DYRK1A in Down syndrome: an oncogene or tumor suppressor?

Yehudit Birger1 and Shai Izraeli1,2

1Functional Genomics and Department of Pediatric Hemato-oncology, Edmond and Lily Safra Children's Hospital, Sheba Medical Center, Tel Hashomer, Ramat Gan, Israel. 2Sackler Faculty of Medicine, Tel Aviv University, Tel Aviv, Israel.

Address correspondence to: Shai Izraeli, Sheba Medical Center, Tel Hashomer, 52621, Israel. Phone: 972.3.530.5943; Fax: 972.3.530.5942; E-mail: sizraeli@sheba.health.gov.il.

First published February 22, 2012

Children with Down syndrome (DS) have a markedly increased risk of developing acute megakaryoblastic leukemia (AMKL) and acute lymphoblastic leukemia compared with that of children without DS. Despite recent breakthroughs, it is not clear which genes on chromosome 21, the chromosome that is trisomic in individuals with DS, cause this predisposition. In this issue of the JCI, Malinge et al. report their loss- and gain-of-function experiments in mouse and human cells that show that increased expression of the kinase encoded by the chromosome 21 gene DYRK1A suppresses the nuclear factor of activated T cells pathway and promotes AMKL. Interestingly, the same protein has been suggested to contribute to the reduced risk of epithelial cancers in adults with DS, leading to the possibility that it could be proleukemic in children and antitumorigenic in adults.

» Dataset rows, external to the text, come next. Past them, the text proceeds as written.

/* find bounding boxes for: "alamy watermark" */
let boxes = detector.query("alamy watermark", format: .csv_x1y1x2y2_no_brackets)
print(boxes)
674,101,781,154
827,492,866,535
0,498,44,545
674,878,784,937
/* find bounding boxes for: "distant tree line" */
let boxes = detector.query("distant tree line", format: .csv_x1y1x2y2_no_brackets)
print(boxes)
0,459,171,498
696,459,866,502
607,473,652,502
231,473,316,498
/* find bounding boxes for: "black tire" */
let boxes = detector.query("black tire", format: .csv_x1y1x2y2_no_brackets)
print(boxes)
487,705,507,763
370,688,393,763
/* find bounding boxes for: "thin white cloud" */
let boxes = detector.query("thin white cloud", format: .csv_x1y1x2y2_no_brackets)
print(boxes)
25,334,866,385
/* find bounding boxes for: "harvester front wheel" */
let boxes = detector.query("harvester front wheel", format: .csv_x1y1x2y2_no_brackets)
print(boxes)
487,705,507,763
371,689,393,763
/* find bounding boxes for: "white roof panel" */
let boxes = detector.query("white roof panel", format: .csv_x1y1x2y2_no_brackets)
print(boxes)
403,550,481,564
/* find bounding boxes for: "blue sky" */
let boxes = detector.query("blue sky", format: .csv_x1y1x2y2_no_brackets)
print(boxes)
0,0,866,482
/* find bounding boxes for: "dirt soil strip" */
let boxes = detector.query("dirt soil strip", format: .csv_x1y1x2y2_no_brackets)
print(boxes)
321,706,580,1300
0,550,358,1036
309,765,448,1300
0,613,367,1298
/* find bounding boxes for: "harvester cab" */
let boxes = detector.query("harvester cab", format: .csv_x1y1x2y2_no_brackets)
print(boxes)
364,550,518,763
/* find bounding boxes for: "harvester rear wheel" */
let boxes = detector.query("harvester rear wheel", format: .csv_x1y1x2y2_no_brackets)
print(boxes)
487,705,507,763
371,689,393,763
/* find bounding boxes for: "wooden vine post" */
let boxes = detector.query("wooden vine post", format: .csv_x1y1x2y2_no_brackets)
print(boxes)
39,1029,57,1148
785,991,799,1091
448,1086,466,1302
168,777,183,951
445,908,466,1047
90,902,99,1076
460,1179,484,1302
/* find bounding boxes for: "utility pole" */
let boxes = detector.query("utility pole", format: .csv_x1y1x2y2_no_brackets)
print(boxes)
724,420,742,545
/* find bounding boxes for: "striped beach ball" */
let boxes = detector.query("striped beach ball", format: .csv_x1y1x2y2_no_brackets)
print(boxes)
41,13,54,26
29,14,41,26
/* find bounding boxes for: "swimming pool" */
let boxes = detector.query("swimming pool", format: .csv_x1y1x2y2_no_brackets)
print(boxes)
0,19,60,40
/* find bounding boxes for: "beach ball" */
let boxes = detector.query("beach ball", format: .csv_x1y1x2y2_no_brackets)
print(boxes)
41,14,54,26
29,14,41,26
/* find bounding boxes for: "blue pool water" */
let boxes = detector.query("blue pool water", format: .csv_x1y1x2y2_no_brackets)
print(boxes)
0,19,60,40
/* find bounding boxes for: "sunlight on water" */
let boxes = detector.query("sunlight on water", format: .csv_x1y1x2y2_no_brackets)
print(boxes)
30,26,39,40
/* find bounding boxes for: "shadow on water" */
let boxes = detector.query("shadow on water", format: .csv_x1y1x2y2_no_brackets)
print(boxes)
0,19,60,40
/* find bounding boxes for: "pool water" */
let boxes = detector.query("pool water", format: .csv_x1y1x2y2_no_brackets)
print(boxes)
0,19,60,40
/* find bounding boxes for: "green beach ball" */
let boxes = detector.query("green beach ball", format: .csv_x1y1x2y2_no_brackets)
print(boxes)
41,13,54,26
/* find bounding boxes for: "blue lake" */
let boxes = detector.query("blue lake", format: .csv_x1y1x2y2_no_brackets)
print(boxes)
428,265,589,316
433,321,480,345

See the related article beginning on page 948.

Down syndrome (DS) is one of the most common genetic birth defects, affecting about 1 in 800 newborns a year in the United States. It is caused by constitutional trisomy 21 (cT21). The symptoms of DS are heterogeneous, ranging from mild to severe, as are the associated medical conditions. One of the associated medical conditions is leukemia — children with DS have a markedly higher risk of developing both acute lymphoblastic leukemia (ALL) and acute myeloid leukemia than do children who do not have DS. This is in sharp contrast with the reduced prevalence of epithelial cancers in adult individuals with DS (1). Thus, cT21 is proleukemogenic during the pediatric period but antitumorigenic in adulthood. In this issue of the JCI, Malinge et al. provide new insight into the functional contribution of trisomy 21 to leukemogenesis that may have therapeutic implications (2).

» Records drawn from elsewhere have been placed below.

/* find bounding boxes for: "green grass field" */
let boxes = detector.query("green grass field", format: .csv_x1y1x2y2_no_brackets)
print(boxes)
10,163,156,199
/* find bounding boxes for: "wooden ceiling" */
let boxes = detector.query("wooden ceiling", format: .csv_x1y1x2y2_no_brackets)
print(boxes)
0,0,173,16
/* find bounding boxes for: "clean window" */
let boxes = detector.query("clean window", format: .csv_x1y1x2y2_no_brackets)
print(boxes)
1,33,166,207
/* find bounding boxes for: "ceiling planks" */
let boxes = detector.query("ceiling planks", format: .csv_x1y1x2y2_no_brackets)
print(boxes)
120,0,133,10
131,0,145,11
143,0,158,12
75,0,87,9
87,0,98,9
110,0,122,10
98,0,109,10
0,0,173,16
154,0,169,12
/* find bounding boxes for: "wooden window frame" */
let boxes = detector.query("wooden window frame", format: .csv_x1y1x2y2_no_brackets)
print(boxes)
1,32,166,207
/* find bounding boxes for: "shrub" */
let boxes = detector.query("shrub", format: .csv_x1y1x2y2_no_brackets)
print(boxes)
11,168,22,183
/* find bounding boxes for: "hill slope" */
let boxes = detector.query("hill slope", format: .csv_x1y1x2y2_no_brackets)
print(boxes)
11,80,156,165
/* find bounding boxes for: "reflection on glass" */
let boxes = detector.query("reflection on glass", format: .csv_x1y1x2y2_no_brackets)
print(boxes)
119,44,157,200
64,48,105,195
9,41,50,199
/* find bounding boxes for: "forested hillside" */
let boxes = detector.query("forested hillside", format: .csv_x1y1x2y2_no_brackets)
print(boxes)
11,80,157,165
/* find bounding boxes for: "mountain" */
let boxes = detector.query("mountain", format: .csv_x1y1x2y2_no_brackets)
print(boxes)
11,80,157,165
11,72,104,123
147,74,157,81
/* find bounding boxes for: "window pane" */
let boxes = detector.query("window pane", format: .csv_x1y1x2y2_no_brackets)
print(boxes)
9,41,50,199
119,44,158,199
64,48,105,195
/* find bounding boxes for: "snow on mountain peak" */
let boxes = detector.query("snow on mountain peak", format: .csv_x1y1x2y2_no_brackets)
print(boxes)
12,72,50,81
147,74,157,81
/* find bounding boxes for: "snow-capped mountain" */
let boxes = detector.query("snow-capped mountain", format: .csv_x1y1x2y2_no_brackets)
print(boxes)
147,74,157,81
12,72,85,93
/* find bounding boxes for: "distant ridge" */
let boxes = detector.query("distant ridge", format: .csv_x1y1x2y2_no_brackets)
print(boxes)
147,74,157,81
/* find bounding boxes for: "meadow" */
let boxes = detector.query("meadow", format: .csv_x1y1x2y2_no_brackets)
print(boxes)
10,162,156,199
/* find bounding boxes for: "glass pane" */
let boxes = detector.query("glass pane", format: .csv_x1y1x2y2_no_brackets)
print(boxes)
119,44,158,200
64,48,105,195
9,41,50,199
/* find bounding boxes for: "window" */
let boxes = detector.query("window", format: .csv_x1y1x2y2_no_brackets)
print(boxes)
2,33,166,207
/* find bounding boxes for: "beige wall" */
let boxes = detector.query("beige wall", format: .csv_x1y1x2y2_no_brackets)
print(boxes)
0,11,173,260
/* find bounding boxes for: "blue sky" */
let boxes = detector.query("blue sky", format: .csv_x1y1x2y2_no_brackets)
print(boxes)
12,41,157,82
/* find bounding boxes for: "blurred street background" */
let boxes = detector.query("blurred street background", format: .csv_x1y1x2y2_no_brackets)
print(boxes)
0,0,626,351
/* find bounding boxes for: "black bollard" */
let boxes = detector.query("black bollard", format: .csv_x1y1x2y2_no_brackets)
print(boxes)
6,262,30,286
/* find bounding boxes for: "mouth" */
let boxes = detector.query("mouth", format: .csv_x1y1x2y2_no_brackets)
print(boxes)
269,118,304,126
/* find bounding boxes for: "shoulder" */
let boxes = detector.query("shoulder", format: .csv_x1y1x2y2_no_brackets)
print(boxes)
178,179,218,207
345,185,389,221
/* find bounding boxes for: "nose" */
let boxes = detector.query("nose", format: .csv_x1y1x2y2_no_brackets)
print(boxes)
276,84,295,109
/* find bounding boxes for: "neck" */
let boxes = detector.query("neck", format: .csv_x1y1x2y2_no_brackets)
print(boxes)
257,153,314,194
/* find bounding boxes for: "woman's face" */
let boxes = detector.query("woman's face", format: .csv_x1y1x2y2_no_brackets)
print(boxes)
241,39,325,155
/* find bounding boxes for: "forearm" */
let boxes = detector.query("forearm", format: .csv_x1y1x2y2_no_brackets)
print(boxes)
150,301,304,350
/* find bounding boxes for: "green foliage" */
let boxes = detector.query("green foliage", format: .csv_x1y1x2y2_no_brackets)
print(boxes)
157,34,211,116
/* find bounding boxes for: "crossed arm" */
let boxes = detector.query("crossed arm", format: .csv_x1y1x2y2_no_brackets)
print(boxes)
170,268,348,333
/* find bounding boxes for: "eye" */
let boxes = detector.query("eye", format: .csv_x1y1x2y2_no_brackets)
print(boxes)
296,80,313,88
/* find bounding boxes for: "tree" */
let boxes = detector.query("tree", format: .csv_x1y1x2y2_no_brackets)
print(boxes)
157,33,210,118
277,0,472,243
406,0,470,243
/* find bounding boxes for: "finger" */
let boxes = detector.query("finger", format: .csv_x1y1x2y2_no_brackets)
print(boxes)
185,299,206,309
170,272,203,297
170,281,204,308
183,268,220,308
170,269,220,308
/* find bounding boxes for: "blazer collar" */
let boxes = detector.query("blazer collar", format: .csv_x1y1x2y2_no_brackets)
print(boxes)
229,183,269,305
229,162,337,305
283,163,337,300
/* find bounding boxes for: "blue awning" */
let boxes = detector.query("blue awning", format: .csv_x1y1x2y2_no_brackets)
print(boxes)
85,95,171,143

DS-associated myeloid leukemias and the role of cT21

DS-associated myeloid leukemias evolve in a unique, multistep clinical pattern (Figure 1 and reviewed in ref. 3). Epidemiologic studies have indicated that five percent of newborns with DS have transient myeloproliferative disorder (TMD), a condition that is characterized by the clonal expansion of immature megakaryoblasts and is indistinguishable from acute leukemia. The majority of infants survive, and the condition resolves spontaneously by 3 months of age. However, about 20% of newborns diagnosed with TMD go on to develop acute megakaryoblastic leukemia (AMKL) before 4 years of age. Fortunately, the majority of these patients can be cured with chemotherapy.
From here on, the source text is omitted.